Produtor e Macri em clima de lua de mel na Argentina

Depois de anos de brigas com a equipe de Cristina Kirchner, o campo vive agora um clima de lua de mel com o novo presidente da Argentina. Mauricio Macri cumpriu a promessa de campanha e assinou ontem decreto para a redução de 35% para 30% do imposto de exportação da soja e isenção total para carne, milho, trigo, girassol e economias regionais, que envolvem, sobretudo, frutos. O setor já se prepara para aumentar a área de plantio desses produtos, que perderam espaço no solo argentino por falta de estímulo.

Embora Macri não tenha feito nenhuma menção pública, o setor sabe que agora, em sinal de retribuição, o presidente espera que os produtores comecem a liquidar contratos de exportação de grãos estocados e, assim, ajudar o país a recompor as reservas em moeda estrangeira. O setor agropecuário é uma das esperanças de entrada de dólares no país. Os exportadores haviam estocado soja em silos-bolsa à espera de mudanças com a troca de governo.

Melhor seria, para o setor, que as medidas viessem acompanhadas de uma desvalorização cambial. Mas por enquanto, o governo só acenou com o fim do imposto que desde 2008 incide sobre a exportação desses alimentos.

"Fazemos isso porque confiamos nos senhores", disse Macri, ao anunciar a notícia em Pergamino, uma cidade agrícola localizada no entorno de Buenos Aires. O plano do novo governo é reduzir o imposto da soja gradativamente, até zerar, num prazo de sete anos.

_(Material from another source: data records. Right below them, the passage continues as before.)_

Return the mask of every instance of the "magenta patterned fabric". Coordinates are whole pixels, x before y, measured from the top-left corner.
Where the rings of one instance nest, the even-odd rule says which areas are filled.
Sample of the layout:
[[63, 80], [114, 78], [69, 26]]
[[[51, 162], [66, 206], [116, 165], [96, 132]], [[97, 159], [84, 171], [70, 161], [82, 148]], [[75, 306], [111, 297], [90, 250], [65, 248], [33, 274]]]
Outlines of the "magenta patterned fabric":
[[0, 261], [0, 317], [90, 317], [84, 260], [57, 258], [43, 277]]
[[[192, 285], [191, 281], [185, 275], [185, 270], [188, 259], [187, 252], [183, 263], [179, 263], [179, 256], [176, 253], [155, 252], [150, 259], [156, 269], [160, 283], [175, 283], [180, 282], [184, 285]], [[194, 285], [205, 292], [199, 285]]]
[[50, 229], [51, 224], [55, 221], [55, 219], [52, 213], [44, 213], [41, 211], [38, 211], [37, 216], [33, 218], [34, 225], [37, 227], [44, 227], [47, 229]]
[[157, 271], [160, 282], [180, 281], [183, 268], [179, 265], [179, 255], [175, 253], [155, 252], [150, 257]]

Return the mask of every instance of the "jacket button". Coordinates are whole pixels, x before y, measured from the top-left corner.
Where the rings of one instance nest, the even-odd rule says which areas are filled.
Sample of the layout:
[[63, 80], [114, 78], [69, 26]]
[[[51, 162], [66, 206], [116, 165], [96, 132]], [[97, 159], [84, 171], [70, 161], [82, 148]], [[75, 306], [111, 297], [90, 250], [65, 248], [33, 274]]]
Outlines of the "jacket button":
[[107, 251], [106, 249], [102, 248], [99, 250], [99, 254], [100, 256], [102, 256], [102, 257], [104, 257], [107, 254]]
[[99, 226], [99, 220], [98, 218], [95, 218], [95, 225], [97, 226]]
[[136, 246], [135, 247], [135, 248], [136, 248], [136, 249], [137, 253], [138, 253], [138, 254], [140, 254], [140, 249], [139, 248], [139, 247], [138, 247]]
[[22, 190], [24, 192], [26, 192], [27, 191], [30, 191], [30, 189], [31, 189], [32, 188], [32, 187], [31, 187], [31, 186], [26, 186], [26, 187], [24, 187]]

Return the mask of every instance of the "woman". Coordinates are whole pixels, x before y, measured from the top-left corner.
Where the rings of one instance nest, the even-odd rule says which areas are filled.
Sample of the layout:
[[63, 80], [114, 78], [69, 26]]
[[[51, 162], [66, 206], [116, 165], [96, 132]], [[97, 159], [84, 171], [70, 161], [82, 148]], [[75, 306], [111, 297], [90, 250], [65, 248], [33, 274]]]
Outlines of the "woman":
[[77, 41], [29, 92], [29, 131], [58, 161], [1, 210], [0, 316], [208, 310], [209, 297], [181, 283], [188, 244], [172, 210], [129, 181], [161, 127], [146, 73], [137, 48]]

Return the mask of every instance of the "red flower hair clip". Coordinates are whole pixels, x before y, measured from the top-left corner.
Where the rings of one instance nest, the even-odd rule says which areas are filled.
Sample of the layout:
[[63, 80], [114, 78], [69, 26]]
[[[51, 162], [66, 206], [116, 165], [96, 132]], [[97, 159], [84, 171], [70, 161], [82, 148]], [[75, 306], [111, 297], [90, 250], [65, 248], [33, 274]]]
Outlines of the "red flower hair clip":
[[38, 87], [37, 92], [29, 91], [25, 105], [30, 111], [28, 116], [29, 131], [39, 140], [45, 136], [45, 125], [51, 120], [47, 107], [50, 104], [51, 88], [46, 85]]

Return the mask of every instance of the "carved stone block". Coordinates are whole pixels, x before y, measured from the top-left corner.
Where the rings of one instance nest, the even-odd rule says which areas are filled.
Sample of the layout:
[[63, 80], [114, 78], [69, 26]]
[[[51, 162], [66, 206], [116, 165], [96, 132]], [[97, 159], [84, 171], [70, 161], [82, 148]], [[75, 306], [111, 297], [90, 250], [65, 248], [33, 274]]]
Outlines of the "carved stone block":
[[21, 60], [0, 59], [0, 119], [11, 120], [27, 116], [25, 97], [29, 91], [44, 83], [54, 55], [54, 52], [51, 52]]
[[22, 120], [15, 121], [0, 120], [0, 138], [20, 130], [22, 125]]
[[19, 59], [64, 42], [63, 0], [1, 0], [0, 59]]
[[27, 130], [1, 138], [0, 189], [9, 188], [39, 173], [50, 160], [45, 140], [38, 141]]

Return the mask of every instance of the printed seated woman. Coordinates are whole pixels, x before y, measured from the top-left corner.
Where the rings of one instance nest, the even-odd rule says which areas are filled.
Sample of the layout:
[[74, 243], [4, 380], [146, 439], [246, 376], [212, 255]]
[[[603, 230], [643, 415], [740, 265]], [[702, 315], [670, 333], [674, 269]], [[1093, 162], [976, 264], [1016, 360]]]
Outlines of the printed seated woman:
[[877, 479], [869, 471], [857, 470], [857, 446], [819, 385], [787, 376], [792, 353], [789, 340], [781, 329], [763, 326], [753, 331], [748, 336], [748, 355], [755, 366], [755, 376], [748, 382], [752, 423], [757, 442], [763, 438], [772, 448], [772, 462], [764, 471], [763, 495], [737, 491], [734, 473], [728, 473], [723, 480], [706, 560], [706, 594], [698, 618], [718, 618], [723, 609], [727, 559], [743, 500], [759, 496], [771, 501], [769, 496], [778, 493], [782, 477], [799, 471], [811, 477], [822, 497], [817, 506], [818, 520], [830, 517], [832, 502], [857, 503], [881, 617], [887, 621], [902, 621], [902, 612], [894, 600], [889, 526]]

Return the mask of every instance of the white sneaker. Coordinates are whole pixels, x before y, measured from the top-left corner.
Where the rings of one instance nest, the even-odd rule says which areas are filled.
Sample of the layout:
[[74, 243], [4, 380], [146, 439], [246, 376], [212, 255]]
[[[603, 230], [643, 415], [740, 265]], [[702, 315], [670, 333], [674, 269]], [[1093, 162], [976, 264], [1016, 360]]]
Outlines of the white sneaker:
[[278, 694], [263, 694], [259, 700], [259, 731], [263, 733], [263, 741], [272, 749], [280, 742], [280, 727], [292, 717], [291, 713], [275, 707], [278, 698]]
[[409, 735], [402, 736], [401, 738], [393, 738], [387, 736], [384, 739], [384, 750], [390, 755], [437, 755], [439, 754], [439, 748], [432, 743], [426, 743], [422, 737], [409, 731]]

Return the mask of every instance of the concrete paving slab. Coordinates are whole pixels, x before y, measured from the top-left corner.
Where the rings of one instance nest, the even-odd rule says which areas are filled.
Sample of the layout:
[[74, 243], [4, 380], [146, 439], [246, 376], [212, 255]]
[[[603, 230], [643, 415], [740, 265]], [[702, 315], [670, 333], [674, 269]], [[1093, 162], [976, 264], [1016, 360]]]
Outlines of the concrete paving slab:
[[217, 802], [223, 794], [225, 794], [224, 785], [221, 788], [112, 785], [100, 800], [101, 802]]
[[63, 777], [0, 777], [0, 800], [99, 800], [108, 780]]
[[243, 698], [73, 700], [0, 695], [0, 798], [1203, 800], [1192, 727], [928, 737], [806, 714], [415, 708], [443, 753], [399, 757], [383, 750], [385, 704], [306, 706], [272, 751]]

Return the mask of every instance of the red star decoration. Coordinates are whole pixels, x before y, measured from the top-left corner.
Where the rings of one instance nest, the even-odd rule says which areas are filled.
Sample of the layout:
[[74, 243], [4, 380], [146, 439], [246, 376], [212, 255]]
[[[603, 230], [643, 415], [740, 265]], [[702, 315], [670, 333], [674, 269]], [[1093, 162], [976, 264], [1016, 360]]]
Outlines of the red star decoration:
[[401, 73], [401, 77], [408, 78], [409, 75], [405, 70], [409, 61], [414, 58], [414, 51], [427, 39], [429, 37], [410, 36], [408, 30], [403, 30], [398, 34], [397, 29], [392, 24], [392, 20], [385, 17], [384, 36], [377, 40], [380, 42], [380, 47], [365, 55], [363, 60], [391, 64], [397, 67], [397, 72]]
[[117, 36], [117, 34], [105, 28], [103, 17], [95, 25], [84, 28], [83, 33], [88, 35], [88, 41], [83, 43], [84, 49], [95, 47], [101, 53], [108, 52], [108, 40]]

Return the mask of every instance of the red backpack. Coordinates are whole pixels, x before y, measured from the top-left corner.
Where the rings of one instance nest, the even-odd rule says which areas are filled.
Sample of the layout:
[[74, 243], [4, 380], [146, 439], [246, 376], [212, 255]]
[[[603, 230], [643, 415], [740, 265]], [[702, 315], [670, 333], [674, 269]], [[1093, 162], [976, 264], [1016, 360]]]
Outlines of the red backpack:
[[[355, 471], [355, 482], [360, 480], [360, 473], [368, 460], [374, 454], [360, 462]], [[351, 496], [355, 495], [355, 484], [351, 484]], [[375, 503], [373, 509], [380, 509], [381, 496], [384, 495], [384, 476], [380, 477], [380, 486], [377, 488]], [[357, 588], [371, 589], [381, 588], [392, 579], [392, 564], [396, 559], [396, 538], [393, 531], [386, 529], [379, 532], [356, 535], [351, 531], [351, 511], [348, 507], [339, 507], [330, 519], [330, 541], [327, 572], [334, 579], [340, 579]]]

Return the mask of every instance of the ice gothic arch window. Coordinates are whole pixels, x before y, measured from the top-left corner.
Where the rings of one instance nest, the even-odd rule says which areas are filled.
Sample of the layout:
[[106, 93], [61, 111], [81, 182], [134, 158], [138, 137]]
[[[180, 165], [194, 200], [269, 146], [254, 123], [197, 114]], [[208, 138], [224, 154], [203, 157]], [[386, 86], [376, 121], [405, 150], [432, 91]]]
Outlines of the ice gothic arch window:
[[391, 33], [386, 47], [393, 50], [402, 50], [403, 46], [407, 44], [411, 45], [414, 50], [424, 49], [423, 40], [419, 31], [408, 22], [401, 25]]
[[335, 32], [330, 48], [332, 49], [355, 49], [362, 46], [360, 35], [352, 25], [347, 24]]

Os empresários do setor comemoram o fim do pesadelo das chamadas "retenciones", palavra em espanhol criada para o imposto por meio do qual Cristina tentou, sem sucesso, conter o aumento de preços no mercado interno de produtos como farinha e pão.

Mas o imposto na soja ainda incomoda. "É preciso desmistificar a ideia porque na soja ainda incidirá uma alíquota de 30%", disse há poucos dias Gustavo Grobocopatel, presidente do grupo Los Grobo, um dos maiores produtores do grão do país.

Nessa primeira fase, não haverá um grande impacto na arrecadação porque, lembra Grobocopatel, a soja representa 80% da área de plantio do país. "Tanto para os cofres públicos, só haverá impacto significativo daqui a alguns anos, quando o tributo chegar próximo de zero", afirma Santiago del Solar, produtor e diretor da Consórcios Regionais de Experimentação Agrícola.

De qualquer forma, a medida traz um efeito psicológico e estimula o setor. "Trata-se de uma mudança de ares e traz confiança para investir", destaca Solar. "Dar a palavra é algo muito valorizado no campo. Macri cumpriu. Agora cabe ao campo fazer sua parte", diz.